As much as Snyder and his colleague, Dr. Stephen Bickel, the medical director at the Health Department, have been at the forefront of the local response to the pandemic, drawing praise and plaudits from local governments and other institutions, they have also been the target of a small but rancid minority of detractors, anti-maskers and anti-vaxxers who have called for their firing, and in some measures continue to cast doubt on the public health response to the pandemic. Inevitably, Snyder’s revelation could lend fuel to the same detractors.
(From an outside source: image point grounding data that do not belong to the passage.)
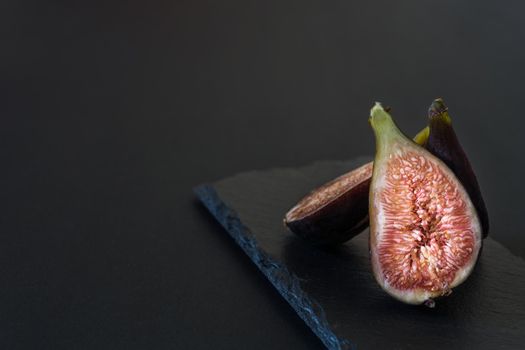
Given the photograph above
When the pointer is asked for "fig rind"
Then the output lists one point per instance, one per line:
(342, 216)
(335, 212)
(443, 143)
(425, 234)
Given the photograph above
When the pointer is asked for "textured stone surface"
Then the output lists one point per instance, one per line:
(333, 290)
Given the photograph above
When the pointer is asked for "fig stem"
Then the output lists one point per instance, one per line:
(438, 112)
(385, 129)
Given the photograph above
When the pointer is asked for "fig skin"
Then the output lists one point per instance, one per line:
(443, 143)
(338, 218)
(341, 217)
(425, 233)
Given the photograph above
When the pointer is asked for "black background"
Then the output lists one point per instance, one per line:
(112, 112)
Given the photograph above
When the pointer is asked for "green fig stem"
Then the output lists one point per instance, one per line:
(438, 113)
(385, 130)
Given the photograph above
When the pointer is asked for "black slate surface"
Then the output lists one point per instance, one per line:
(333, 290)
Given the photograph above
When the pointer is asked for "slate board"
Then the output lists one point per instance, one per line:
(333, 290)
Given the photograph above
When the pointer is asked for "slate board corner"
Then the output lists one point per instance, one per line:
(285, 282)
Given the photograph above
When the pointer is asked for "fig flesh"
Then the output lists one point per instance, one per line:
(425, 234)
(443, 143)
(338, 210)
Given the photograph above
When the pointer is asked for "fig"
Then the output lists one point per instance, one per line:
(338, 210)
(443, 143)
(335, 212)
(425, 233)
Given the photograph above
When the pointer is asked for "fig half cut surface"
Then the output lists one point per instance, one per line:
(338, 210)
(443, 143)
(425, 234)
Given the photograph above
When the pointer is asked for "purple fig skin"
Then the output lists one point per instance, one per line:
(341, 212)
(443, 143)
(335, 219)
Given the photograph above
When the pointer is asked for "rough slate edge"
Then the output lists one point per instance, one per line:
(285, 282)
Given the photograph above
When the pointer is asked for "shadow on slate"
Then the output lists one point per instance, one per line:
(333, 290)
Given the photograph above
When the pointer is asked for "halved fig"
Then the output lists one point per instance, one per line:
(425, 234)
(443, 143)
(335, 212)
(338, 210)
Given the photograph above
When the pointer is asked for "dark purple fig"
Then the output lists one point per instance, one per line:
(338, 210)
(335, 212)
(443, 143)
(425, 234)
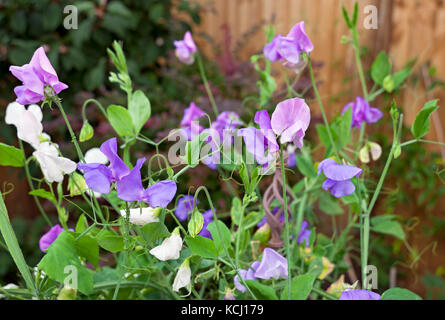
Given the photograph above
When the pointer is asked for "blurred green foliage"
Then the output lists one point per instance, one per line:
(146, 28)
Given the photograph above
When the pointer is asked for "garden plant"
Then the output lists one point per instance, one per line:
(124, 231)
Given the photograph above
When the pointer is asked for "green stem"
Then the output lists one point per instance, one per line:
(125, 228)
(31, 186)
(320, 104)
(421, 140)
(233, 265)
(14, 248)
(356, 45)
(366, 226)
(206, 85)
(286, 224)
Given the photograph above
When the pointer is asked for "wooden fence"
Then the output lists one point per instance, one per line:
(406, 29)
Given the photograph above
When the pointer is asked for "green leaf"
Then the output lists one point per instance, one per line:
(195, 223)
(11, 156)
(12, 244)
(386, 225)
(399, 294)
(252, 219)
(88, 248)
(139, 109)
(380, 68)
(301, 287)
(261, 291)
(225, 238)
(87, 132)
(43, 194)
(324, 137)
(329, 205)
(76, 184)
(120, 120)
(81, 224)
(202, 247)
(344, 134)
(110, 241)
(154, 231)
(61, 257)
(193, 149)
(400, 77)
(421, 124)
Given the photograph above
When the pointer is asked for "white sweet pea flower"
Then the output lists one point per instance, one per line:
(27, 121)
(183, 277)
(170, 248)
(53, 166)
(94, 155)
(142, 216)
(370, 148)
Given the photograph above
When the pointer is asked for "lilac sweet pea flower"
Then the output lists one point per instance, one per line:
(130, 188)
(185, 49)
(290, 120)
(48, 238)
(261, 143)
(356, 294)
(290, 47)
(99, 176)
(304, 233)
(362, 112)
(273, 265)
(338, 177)
(184, 207)
(38, 78)
(208, 217)
(246, 275)
(128, 182)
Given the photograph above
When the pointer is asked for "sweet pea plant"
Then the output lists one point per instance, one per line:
(133, 236)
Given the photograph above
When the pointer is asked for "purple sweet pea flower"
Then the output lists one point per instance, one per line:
(185, 49)
(356, 294)
(271, 50)
(362, 112)
(38, 78)
(48, 238)
(225, 124)
(99, 176)
(304, 233)
(184, 207)
(290, 47)
(292, 160)
(261, 143)
(338, 177)
(130, 188)
(208, 217)
(128, 182)
(246, 275)
(290, 120)
(273, 265)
“Now is not the time to be spreading false information, misinformation. There’s plenty of that out there right now. This is serious,” Snyder said, citing the latest numbers of the pandemic. “We had 180 cases in one day this past Sunday. This is no joke. This is no hoax. This is serious. Let’s all do the right thing for the good of of our community, for the goodwill of mankind. Get vaccinated. Of course everyone as I said yesterday has a personal right to not get vaccinated or to not wear a mask, but all the while you’re putting others in harm’s way and you’re jeopardizing the health and safety of all of us around you. For the sake of society, we all have an obligation to take care of each other and do the right thing.”